W klasycznym modelu Market Maker (bez tzw. NDD – Non Dealing Desk) efektem opóźnienia realizacji jest tzw. rekwotowanie, czyli ponowne zapytanie o chęć zawarcia transakcji po aktualnej cenie, która zdążyła się już zmienić. Co ciekawe, rekwotowanie pojawia się tylko w momencie zmiany kursu w tę „dobrą” dla nas stronę – w drugą stronę odnotujemy co najwyżej „poślizg”. Warto także dodać, że praktyka opóźniania zleceń obejmuje nie tylko transakcje zawierane „z ręki” ale także zlecenia oczekujące (Stop Loss, Take Profit, działanie Trailing Stop) i ich modyfikację.
JAK DIAGNOZOWAĆ:
Sposób na wyłapanie tych nadużyć jest banalny. Pierwszą czynnością jest porównanie czasu egzekucji obecnej z tą z przed kilku dni/tygodni. Do tego trzeba się posłużyć dziennikiem transakcji lub zapisanymi logami. Jeśli czasy egzekucji ewidentnie się różnią, to pora nabrać podejrzeń. Ale wstrzymajmy się z osądami. Winowajcą może być, o dziwo, nasz dostawca internetu, który na skutek awarii lub wprowadzonych zmian, pośrednio zwiększył nam ping do serwera brokera (bywały takie przypadki). Winne mogą być nawet nowy zainstalowany antywirus spowalniający przesył danych lub po prostu chwilowe przeciążenie serwera brokera (na skutek np. kilku klientów, którzy zaczęli stosować automaty wysyłające masę zapytań – tego też doświadczyłem). Zazwyczaj taki stan rzeczy jest przejściowy ale traderzy mają problem z cierpliwością… 🙂
Zatem jeśli dalej masz wątpliwości, kolejnym krokiem jest sprawdzenie egzekucji z innego komputera podłączonego do innego źródła internetu. Otwarcie zlecenia, kilka modyfikacji, sprawdzenie czasu i sprawa prawie jest wyjaśniona. Dla pewności, można przeprowadzić ostatni eksperyment. Do tego potrzebujemy znajomego posiadającego konto u tego samego brokera. Najlepiej jak usiądzie obok nas i zawrze identyczną transakcję – jeśli czasy egzekucji będą się różnić i zauważysz stałą tendencję to właśnie powinieneś mieć 100% pewności co zaszło.
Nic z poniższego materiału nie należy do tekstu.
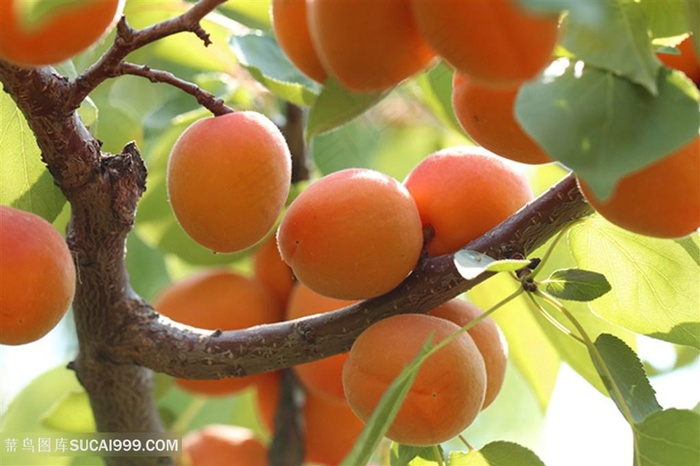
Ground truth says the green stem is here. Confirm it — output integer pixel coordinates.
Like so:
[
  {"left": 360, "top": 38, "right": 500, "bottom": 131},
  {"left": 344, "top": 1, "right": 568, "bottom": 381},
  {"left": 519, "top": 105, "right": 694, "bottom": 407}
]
[
  {"left": 535, "top": 290, "right": 634, "bottom": 426},
  {"left": 527, "top": 293, "right": 586, "bottom": 345}
]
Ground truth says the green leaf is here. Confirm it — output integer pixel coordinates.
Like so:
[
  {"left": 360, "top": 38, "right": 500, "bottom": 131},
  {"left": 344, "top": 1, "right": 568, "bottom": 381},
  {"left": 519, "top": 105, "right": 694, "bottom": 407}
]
[
  {"left": 639, "top": 0, "right": 690, "bottom": 38},
  {"left": 449, "top": 441, "right": 544, "bottom": 466},
  {"left": 41, "top": 390, "right": 95, "bottom": 433},
  {"left": 569, "top": 216, "right": 700, "bottom": 348},
  {"left": 306, "top": 78, "right": 389, "bottom": 140},
  {"left": 231, "top": 32, "right": 321, "bottom": 106},
  {"left": 454, "top": 249, "right": 530, "bottom": 280},
  {"left": 468, "top": 274, "right": 561, "bottom": 410},
  {"left": 415, "top": 61, "right": 464, "bottom": 134},
  {"left": 515, "top": 59, "right": 700, "bottom": 199},
  {"left": 594, "top": 334, "right": 661, "bottom": 422},
  {"left": 633, "top": 408, "right": 700, "bottom": 466},
  {"left": 0, "top": 92, "right": 66, "bottom": 222},
  {"left": 340, "top": 338, "right": 433, "bottom": 466},
  {"left": 389, "top": 442, "right": 444, "bottom": 466},
  {"left": 219, "top": 0, "right": 272, "bottom": 29},
  {"left": 524, "top": 235, "right": 637, "bottom": 396},
  {"left": 0, "top": 366, "right": 92, "bottom": 466},
  {"left": 561, "top": 0, "right": 661, "bottom": 95},
  {"left": 544, "top": 269, "right": 610, "bottom": 301}
]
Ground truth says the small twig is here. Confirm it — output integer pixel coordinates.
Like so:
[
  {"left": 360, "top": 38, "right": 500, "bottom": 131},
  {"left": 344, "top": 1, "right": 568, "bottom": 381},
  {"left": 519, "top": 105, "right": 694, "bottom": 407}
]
[
  {"left": 118, "top": 62, "right": 233, "bottom": 115},
  {"left": 65, "top": 0, "right": 226, "bottom": 110}
]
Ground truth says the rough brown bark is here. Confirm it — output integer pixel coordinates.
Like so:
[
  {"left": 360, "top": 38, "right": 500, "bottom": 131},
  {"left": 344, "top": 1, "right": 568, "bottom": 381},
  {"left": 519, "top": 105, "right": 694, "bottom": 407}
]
[{"left": 0, "top": 0, "right": 590, "bottom": 464}]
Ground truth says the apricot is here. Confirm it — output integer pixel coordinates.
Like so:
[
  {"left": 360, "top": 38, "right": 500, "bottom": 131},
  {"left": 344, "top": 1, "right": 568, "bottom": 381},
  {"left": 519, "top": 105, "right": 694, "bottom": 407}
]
[
  {"left": 656, "top": 36, "right": 700, "bottom": 86},
  {"left": 167, "top": 111, "right": 292, "bottom": 253},
  {"left": 578, "top": 136, "right": 700, "bottom": 238},
  {"left": 304, "top": 392, "right": 365, "bottom": 464},
  {"left": 0, "top": 0, "right": 124, "bottom": 66},
  {"left": 277, "top": 168, "right": 423, "bottom": 299},
  {"left": 307, "top": 0, "right": 435, "bottom": 92},
  {"left": 404, "top": 146, "right": 533, "bottom": 256},
  {"left": 343, "top": 314, "right": 486, "bottom": 446},
  {"left": 182, "top": 424, "right": 267, "bottom": 466},
  {"left": 271, "top": 0, "right": 328, "bottom": 83},
  {"left": 255, "top": 373, "right": 364, "bottom": 464},
  {"left": 287, "top": 283, "right": 356, "bottom": 401},
  {"left": 428, "top": 298, "right": 508, "bottom": 410},
  {"left": 153, "top": 269, "right": 282, "bottom": 395},
  {"left": 452, "top": 73, "right": 552, "bottom": 164},
  {"left": 253, "top": 236, "right": 294, "bottom": 309},
  {"left": 411, "top": 0, "right": 558, "bottom": 86},
  {"left": 0, "top": 205, "right": 75, "bottom": 345}
]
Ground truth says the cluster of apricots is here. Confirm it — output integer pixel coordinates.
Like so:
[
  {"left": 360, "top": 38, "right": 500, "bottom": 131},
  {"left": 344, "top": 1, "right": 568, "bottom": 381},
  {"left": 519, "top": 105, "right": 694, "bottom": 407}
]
[
  {"left": 0, "top": 205, "right": 75, "bottom": 345},
  {"left": 271, "top": 0, "right": 558, "bottom": 92},
  {"left": 161, "top": 143, "right": 532, "bottom": 458},
  {"left": 0, "top": 0, "right": 124, "bottom": 66},
  {"left": 271, "top": 0, "right": 700, "bottom": 238}
]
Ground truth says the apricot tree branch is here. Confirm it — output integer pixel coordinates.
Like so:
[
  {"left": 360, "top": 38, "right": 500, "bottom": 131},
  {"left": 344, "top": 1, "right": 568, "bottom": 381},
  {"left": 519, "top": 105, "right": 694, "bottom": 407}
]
[
  {"left": 64, "top": 0, "right": 226, "bottom": 110},
  {"left": 119, "top": 175, "right": 592, "bottom": 378},
  {"left": 117, "top": 62, "right": 233, "bottom": 116}
]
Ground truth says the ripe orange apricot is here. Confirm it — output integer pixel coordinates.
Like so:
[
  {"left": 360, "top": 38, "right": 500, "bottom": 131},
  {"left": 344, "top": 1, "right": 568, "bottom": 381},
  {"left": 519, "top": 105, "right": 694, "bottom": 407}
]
[
  {"left": 287, "top": 283, "right": 356, "bottom": 401},
  {"left": 253, "top": 236, "right": 294, "bottom": 309},
  {"left": 307, "top": 0, "right": 435, "bottom": 92},
  {"left": 656, "top": 36, "right": 700, "bottom": 86},
  {"left": 343, "top": 314, "right": 486, "bottom": 445},
  {"left": 277, "top": 168, "right": 423, "bottom": 299},
  {"left": 0, "top": 205, "right": 75, "bottom": 345},
  {"left": 254, "top": 371, "right": 281, "bottom": 435},
  {"left": 404, "top": 146, "right": 533, "bottom": 256},
  {"left": 578, "top": 136, "right": 700, "bottom": 238},
  {"left": 411, "top": 0, "right": 558, "bottom": 86},
  {"left": 182, "top": 424, "right": 267, "bottom": 466},
  {"left": 0, "top": 0, "right": 124, "bottom": 66},
  {"left": 452, "top": 73, "right": 552, "bottom": 164},
  {"left": 428, "top": 298, "right": 508, "bottom": 410},
  {"left": 153, "top": 269, "right": 282, "bottom": 395},
  {"left": 271, "top": 0, "right": 328, "bottom": 83},
  {"left": 304, "top": 392, "right": 365, "bottom": 464},
  {"left": 167, "top": 111, "right": 292, "bottom": 252},
  {"left": 255, "top": 373, "right": 364, "bottom": 464}
]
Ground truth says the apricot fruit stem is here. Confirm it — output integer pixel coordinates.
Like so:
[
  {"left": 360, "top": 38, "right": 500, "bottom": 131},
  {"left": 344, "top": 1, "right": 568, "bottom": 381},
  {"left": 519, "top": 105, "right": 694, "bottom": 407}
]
[
  {"left": 118, "top": 62, "right": 233, "bottom": 116},
  {"left": 535, "top": 290, "right": 635, "bottom": 426}
]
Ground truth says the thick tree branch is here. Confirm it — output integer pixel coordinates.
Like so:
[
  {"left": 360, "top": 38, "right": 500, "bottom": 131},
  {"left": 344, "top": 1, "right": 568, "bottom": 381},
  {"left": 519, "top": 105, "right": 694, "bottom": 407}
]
[
  {"left": 64, "top": 0, "right": 226, "bottom": 110},
  {"left": 119, "top": 175, "right": 591, "bottom": 378}
]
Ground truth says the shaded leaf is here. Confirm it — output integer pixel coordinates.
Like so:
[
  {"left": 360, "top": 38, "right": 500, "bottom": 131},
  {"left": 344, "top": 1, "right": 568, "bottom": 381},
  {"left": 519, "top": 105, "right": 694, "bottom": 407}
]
[
  {"left": 389, "top": 442, "right": 444, "bottom": 466},
  {"left": 468, "top": 274, "right": 561, "bottom": 411},
  {"left": 306, "top": 78, "right": 389, "bottom": 139},
  {"left": 449, "top": 441, "right": 544, "bottom": 466},
  {"left": 41, "top": 390, "right": 95, "bottom": 432},
  {"left": 594, "top": 334, "right": 661, "bottom": 422},
  {"left": 231, "top": 32, "right": 321, "bottom": 106},
  {"left": 415, "top": 61, "right": 464, "bottom": 134},
  {"left": 515, "top": 59, "right": 700, "bottom": 200},
  {"left": 544, "top": 269, "right": 610, "bottom": 301},
  {"left": 569, "top": 216, "right": 700, "bottom": 348},
  {"left": 633, "top": 409, "right": 700, "bottom": 466}
]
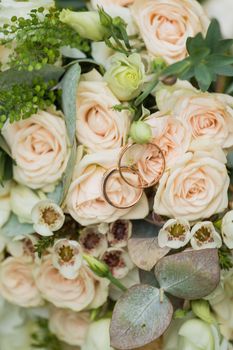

Pomoc drugiej osoby jest kluczowa do udowodnienia procederu z uwagi, iż broker może nałożyć opóźnienie nie tylko na Twoje konto o numerze 12345 ale na Ciebie ogółem, czyli na każdy rachunek jaki masz u niego otwarty więc transfer środków na subkonto może na niewiele się zdać.
P.S. Brokerzy monitorują także adresy IP więc może się okazać, że właśnie „wkopałeś” znajomego :-).